Con gli africani, la questione è emersa qualche anno più tardi: nel 1996, il 20enne afro-olandese Maickel Ferrier stava per diventare il primo nero della storia dell’Hellas Verona, e i tifosi scaligeri reagirono esponendo allo stadio un manichino nero con la maglia veronese e impiccato, affiancato da due individui con i costumi del Ku Klux Klan; nel 2001, il 17enne Akeem Omolade del Treviso venne coperto da fischi e insulti da parte dei suoi stessi tifosi; seguirono i casi di André Zoro in Inter-Messina, nel 2005, di Samuel Eto’o in Cagliari-Inter, nel 2010, di Kevin Prince Boateng in Pro Patria-Milan, nel 2013, dello stesso Koulibaly, di Sulley Muntari, di Mario Balotelli, e di molti altri. Quasi sempre da parte dei tifosi, qualche volta da parte di altri calciatori – nel 2016, dopo un derby perso contro la Roma, il laziale Senad Lulic disse che Antonio Rudiger “due anni fa a Stoccarda vendeva calzini e cinture”, e successivamente si rifiutò di scusarsi – e a volte ci si mettono di mezzo anche allenatori e dirigenti.

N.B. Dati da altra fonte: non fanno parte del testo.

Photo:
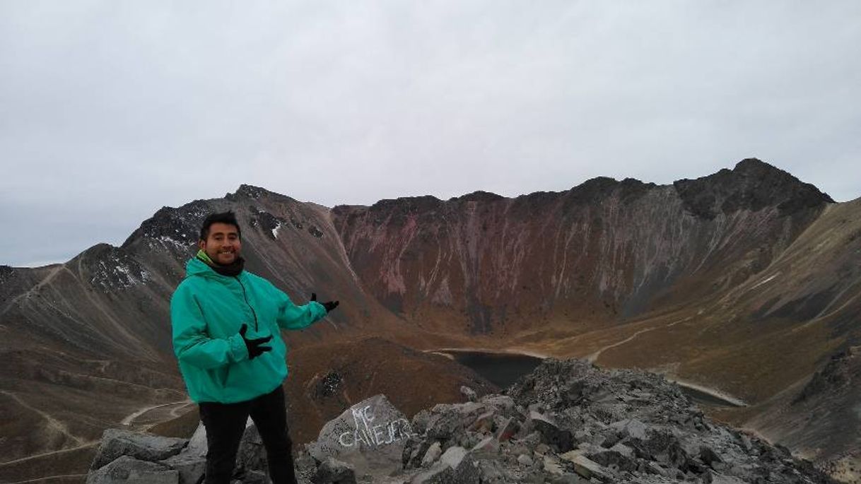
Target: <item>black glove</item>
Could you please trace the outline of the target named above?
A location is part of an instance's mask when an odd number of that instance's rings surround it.
[[[317,293],[311,293],[311,301],[317,301]],[[321,302],[320,304],[323,305],[323,307],[325,307],[326,314],[328,314],[330,311],[338,307],[338,305],[340,303],[340,301],[330,301],[329,302]]]
[[[243,324],[242,327],[239,328],[239,336],[242,337],[242,340],[245,342],[245,348],[248,348],[248,359],[253,360],[254,358],[263,355],[266,351],[271,351],[271,346],[263,346],[264,344],[269,343],[272,339],[272,335],[269,335],[266,338],[252,338],[248,339],[245,338],[245,332],[248,331],[248,325]]]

Nel 2014, Carlo Tavecchio, presidente della Lega Dilettanti, disse che in Italia venivano regolarmente ingaggiati giocatori africani che fino a poco tempo prima “mangiavano le banane”. Un mese dopo, Tavecchio veniva eletto a capo della Figc, il più importante organo dirigenziale del calcio italiano. Casi come questo sono spesso stati derubricati a semplici uscite a vuoto – “gaffe”, le chiamano spesso i giornali, cioè parole o frasi goffe, errori, causati dalla stupidità e non, piuttosto, da una precisa impostazione culturale – mentre di fatto sono serviti a legittimare la crescita del razzismo nel tifo. Nel 2005, commentando il caso di Zoro, l’allenatore del Lecce Silvio Baldini, pur dichiarandosi solidale con il calciatore ivoriano, aggiunse che il razzismo c’è “anche in Africa da parte dei neri verso i bianchi”. Relativismo storico.

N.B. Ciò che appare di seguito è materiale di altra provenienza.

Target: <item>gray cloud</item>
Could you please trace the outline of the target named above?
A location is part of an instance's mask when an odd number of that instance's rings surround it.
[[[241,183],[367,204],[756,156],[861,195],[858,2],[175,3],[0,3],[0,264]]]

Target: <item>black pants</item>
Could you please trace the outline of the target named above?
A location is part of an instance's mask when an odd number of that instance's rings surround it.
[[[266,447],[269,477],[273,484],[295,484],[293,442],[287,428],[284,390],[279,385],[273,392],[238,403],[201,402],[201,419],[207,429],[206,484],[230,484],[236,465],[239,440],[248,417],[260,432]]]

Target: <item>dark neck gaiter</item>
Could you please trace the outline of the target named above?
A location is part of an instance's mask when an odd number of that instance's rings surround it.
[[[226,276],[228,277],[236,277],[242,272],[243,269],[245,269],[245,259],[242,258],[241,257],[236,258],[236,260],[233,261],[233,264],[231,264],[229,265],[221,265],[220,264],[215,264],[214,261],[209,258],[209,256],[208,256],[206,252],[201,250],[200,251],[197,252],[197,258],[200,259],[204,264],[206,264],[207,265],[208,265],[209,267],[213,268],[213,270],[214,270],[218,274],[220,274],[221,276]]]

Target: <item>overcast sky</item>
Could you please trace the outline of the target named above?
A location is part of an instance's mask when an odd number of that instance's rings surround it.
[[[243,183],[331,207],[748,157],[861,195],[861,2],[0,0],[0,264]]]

Un razzismo che ha radici storiche, perché quando ancora non c’erano i neri in Serie A, il bersaglio erano più in generale gli stranieri: dopo la clamorosa eliminazione degli Azzurri ai Mondiali del 1966 a opera della modesta Corea del Nord, l’intero sistema calcio, la stampa e i tifosi si schierarono compatti contro gli oriundi, ovvero quei calciatori sudamericani di origine italiana che avevano optato per la maglia azzurra e, in quanto stranieri, erano accusati di non impegnarsi per vincere con la nostra nazionale. Fu deciso, inoltre, un bando degli oriundi nell’Italia, interrotto solo nel 2002 con la convocazione di Mauro Camoranesi, e la chiusura delle frontiere, impedendo l’acquisto di qualsiasi calciatore straniero nei campionati italiani, mantenuta fino al 1980.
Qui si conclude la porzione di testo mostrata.